The beginning of the year is the perfect time to clean up and optimize. This also applies to your AWS bill. I’ve composed practical tips on how to cut costs with small effort.

AWS Cost Optimization 101

The good thing about AWS: you typically pay per usage. The bad thing about AWS: understanding the pricing models of all the AWS services is hard. Little self-promotion: our consulting firm widdix offers analyzing and optimizing your AWS bill.

The following mind map provides guidance for reducing costs based on my experience from analyzing and reducing AWS bills for various clients. Download the mind map as a PDF file for better readability.

Mind Map: AWS Cost Optimization

Let me start with the process of analyzing your AWS bill.

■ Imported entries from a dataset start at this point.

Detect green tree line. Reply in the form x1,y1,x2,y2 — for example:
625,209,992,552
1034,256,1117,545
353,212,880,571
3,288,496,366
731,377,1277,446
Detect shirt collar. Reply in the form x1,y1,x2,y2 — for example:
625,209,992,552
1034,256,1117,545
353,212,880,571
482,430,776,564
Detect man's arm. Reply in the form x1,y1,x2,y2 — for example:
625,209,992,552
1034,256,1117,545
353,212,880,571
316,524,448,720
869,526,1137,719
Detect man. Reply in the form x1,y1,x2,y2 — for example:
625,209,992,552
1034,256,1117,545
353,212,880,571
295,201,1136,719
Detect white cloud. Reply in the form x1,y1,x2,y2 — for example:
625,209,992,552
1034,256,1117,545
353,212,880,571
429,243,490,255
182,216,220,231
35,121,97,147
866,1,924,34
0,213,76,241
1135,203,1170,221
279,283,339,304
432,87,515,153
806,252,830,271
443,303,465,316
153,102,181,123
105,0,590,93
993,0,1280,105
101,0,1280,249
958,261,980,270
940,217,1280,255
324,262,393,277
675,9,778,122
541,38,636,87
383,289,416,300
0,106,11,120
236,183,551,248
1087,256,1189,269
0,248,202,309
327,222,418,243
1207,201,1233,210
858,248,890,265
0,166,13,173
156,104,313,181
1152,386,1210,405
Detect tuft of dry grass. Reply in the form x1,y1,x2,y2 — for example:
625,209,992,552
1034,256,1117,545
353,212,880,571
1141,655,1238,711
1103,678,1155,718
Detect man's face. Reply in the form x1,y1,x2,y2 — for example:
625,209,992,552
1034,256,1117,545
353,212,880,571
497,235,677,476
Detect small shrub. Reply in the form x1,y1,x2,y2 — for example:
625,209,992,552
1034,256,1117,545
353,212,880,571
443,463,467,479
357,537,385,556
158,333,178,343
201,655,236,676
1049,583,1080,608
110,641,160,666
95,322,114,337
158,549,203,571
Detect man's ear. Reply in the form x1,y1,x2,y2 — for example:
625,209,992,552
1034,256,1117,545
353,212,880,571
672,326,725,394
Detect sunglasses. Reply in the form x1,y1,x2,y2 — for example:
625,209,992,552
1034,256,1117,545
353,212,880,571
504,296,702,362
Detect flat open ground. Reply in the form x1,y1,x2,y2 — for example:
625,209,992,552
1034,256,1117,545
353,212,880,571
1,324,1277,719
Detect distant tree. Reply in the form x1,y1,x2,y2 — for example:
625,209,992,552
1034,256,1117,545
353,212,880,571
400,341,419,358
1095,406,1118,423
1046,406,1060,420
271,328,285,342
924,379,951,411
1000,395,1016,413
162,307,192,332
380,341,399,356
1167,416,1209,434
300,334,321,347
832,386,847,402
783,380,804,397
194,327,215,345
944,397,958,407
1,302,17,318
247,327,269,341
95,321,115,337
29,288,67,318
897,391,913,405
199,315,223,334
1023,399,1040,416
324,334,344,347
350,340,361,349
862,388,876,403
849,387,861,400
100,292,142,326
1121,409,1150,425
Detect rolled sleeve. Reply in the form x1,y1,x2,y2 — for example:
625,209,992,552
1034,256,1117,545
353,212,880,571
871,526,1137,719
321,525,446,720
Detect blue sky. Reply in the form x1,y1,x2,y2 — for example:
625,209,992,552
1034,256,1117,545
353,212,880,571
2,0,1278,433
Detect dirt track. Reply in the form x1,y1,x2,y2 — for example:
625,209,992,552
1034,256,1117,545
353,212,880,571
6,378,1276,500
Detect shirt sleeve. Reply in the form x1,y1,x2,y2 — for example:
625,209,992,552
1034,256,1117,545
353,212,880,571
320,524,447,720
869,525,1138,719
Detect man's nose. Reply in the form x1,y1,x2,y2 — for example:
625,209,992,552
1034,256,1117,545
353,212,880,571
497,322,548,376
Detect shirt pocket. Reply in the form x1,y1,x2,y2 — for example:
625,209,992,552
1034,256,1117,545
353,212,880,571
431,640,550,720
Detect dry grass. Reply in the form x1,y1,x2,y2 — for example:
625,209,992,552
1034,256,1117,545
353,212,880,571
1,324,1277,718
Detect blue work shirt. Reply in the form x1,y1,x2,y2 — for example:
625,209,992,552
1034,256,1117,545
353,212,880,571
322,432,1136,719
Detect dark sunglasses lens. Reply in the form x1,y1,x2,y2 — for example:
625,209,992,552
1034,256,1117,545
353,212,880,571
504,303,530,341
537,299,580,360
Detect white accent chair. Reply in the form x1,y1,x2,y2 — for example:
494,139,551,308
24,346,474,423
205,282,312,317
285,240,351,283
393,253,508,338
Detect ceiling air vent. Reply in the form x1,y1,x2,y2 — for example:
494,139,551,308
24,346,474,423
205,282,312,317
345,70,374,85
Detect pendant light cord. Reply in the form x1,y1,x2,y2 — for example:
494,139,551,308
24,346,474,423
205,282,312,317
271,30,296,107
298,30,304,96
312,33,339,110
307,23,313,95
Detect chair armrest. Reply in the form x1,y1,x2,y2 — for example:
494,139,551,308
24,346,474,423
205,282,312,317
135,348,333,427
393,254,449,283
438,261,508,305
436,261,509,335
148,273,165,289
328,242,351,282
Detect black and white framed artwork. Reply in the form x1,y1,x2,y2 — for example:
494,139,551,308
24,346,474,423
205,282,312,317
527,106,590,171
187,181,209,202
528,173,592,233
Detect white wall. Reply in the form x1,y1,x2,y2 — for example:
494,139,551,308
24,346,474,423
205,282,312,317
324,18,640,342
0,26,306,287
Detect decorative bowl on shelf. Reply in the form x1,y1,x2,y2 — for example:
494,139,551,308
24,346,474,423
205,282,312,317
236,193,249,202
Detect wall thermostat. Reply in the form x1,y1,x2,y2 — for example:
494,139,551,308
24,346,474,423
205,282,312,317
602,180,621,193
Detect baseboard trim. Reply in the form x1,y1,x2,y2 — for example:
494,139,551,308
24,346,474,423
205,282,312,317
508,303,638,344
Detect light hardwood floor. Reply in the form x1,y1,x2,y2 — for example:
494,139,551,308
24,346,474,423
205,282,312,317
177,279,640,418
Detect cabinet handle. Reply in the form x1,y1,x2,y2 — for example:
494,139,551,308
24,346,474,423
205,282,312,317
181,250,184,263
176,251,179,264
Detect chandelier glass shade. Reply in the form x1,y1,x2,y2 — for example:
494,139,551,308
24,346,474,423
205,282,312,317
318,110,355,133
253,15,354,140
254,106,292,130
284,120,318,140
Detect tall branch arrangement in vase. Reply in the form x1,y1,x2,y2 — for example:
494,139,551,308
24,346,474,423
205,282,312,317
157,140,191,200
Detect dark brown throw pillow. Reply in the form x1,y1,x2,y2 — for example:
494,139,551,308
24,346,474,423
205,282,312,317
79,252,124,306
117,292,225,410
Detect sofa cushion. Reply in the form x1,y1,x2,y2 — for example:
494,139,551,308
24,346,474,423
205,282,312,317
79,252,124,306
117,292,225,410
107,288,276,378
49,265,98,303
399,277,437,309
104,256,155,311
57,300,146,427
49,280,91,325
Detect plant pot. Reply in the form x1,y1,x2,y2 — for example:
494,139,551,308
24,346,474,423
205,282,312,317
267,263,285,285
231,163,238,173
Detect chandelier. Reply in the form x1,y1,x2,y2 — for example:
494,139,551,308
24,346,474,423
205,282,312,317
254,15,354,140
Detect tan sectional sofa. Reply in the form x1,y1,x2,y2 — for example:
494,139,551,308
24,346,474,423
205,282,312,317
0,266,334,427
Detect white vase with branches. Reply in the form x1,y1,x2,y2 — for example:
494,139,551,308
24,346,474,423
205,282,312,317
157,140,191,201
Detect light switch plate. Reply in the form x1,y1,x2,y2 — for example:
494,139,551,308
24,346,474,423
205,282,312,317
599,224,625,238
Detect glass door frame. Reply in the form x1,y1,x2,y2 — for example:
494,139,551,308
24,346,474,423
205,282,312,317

  1. Use the Cost Explorer to aggregate costs by service.
  2. Which services cause the highest costs?
  3. Do the costs per service match with your assumptions? For example, it is quite unlikely that you want to spend 2x more on CloudWatch than on EC2.
  4. Visualize your spending among the last 12 months.
  5. Are costs increasing by a similar amount each month for a specific service? If so, you might be piling up unused resources (e.g., EBS snapshots).
  6. Any high cost increases not caused by changes to your cloud infrastructure?
  7. Does the cost increase per month match with your revenue numbers?
  8. Open your AWS bill for the last three months and drill down into the details.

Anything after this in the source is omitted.